Par cet amendement, nous souhaitons proposer une alternative au projet de fusion entre Suez et GDF.
En effet, nous estimons que, loin de créer un géant énergétique, ce nouvel ensemble n'aurait d'autre vocation que de casser encore un peu plus le service public à la française.
Les griefs de Bruxelles ainsi que les concessions déjà proposées par les entreprises nous amènent en effet à nous interroger. Par sa taille, ce nouveau groupe ne serait en réalité pas plus important que l'actuelle entreprise publique.

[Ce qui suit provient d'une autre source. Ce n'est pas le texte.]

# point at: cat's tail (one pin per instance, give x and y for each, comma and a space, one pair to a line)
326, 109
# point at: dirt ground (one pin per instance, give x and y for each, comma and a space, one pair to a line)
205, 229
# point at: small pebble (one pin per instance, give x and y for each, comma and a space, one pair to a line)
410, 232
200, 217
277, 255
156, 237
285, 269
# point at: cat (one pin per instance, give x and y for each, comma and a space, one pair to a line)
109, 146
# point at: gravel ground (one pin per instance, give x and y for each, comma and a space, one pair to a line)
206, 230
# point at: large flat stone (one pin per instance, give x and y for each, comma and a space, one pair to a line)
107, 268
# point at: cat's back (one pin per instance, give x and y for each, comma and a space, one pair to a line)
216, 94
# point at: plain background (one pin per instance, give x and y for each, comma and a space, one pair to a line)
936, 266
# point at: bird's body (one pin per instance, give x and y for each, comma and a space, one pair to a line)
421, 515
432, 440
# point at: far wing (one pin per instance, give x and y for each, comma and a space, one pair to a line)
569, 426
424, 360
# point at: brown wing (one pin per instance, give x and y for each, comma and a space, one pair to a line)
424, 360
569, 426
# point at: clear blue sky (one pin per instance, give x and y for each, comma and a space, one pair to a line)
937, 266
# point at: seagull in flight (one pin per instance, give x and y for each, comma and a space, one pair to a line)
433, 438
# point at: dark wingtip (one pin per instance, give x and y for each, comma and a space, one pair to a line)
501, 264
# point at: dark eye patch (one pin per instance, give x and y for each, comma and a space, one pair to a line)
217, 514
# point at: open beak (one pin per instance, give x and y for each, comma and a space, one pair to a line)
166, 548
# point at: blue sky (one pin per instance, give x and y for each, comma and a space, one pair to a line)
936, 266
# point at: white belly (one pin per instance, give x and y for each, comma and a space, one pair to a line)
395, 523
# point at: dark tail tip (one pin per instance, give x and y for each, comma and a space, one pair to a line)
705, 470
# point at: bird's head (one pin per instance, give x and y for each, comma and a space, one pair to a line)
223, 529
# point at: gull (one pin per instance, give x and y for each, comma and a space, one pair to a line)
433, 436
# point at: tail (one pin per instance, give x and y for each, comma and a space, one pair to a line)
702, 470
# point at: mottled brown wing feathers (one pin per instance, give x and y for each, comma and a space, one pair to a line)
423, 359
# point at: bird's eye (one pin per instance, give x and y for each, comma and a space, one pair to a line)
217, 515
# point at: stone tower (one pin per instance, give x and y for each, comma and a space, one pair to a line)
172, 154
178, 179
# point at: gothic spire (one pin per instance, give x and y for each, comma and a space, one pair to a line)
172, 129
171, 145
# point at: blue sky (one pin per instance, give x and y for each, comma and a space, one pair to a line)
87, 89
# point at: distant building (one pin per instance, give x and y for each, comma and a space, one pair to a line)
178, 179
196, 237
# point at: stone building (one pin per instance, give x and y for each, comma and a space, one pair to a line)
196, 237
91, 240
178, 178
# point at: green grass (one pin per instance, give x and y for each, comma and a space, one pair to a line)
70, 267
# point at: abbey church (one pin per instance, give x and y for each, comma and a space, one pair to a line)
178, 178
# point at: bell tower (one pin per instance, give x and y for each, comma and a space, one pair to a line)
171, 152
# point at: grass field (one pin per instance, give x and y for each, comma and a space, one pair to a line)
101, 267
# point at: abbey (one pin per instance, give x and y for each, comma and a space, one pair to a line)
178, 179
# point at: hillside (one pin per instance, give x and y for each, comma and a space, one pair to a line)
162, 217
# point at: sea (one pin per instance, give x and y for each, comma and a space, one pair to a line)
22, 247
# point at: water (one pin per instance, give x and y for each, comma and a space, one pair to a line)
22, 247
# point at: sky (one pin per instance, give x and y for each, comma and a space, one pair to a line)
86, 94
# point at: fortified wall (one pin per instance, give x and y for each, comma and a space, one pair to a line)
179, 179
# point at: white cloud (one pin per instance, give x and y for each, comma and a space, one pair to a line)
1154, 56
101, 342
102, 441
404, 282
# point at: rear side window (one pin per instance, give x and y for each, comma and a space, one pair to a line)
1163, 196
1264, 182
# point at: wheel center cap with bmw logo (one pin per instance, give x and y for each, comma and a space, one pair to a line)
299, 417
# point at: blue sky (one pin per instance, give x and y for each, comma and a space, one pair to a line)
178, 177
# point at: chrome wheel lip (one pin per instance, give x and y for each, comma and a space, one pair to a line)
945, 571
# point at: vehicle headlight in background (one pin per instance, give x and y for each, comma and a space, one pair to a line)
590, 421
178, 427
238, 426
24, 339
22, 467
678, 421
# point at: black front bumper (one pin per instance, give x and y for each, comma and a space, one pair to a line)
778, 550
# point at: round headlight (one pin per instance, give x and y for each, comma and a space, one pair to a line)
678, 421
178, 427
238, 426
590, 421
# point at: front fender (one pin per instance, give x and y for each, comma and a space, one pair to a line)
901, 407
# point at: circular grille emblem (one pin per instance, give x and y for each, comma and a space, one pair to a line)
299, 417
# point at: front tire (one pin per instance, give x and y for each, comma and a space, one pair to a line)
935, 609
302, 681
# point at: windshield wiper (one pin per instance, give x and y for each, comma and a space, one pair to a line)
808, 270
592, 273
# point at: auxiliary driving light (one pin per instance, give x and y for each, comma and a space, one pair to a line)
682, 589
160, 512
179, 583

Selon les informations les plus récentes, 30 % des contrats de long terme seraient cédés à la concurrence. Ce projet entraînerait également une suppression d'emplois sans précédent chez l'opérateur public.
Par ailleurs, avez-vous la naïveté de penser que les actionnaires de Suez vont supporter longtemps l'existence des tarifs réglementés, dont la suppression leur permettrait d'accroître encore leurs dividendes ?
Ce projet, loin de répondre aux enjeux énergétiques actuels, ne se justifie ni politiquement ni industriellement.
La sécurité d'approvisionnement ne sera pas renforcée ; en revanche, le service public sera laminé. Est-ce vraiment ce que vous souhaitez pour nos concitoyens, monsieur le ministre ?
À travers ce texte et la fusion annoncée, vous souhaitez dépouiller l'État de tout moyen d'intervention dans la sphère économique ; vous le privez des instruments industriels qui lui permettent d'assurer le respect des droits fondamentaux, dont l'accès à l'énergie fait partie.
Vous laissez aux actionnaires des grands groupes, qu'il s'agisse de Suez, d'Enel ou de Pinault, un pouvoir inédit pour influencer la politique énergétique de la France ; nous ne pouvons l'accepter.
Les sénateurs du groupe CRC proposent pour leur part un projet absolument différent, à notre avis plus conforme au message sorti des urnes le 29 mai 2005, par lequel le peuple vous a demandé de mettre en oeuvre au niveau national et communautaire, non une politique de libéralisation accrue, mais une politique au service des hommes, une politique solidaire, fondée, notamment, sur le développement des services publics.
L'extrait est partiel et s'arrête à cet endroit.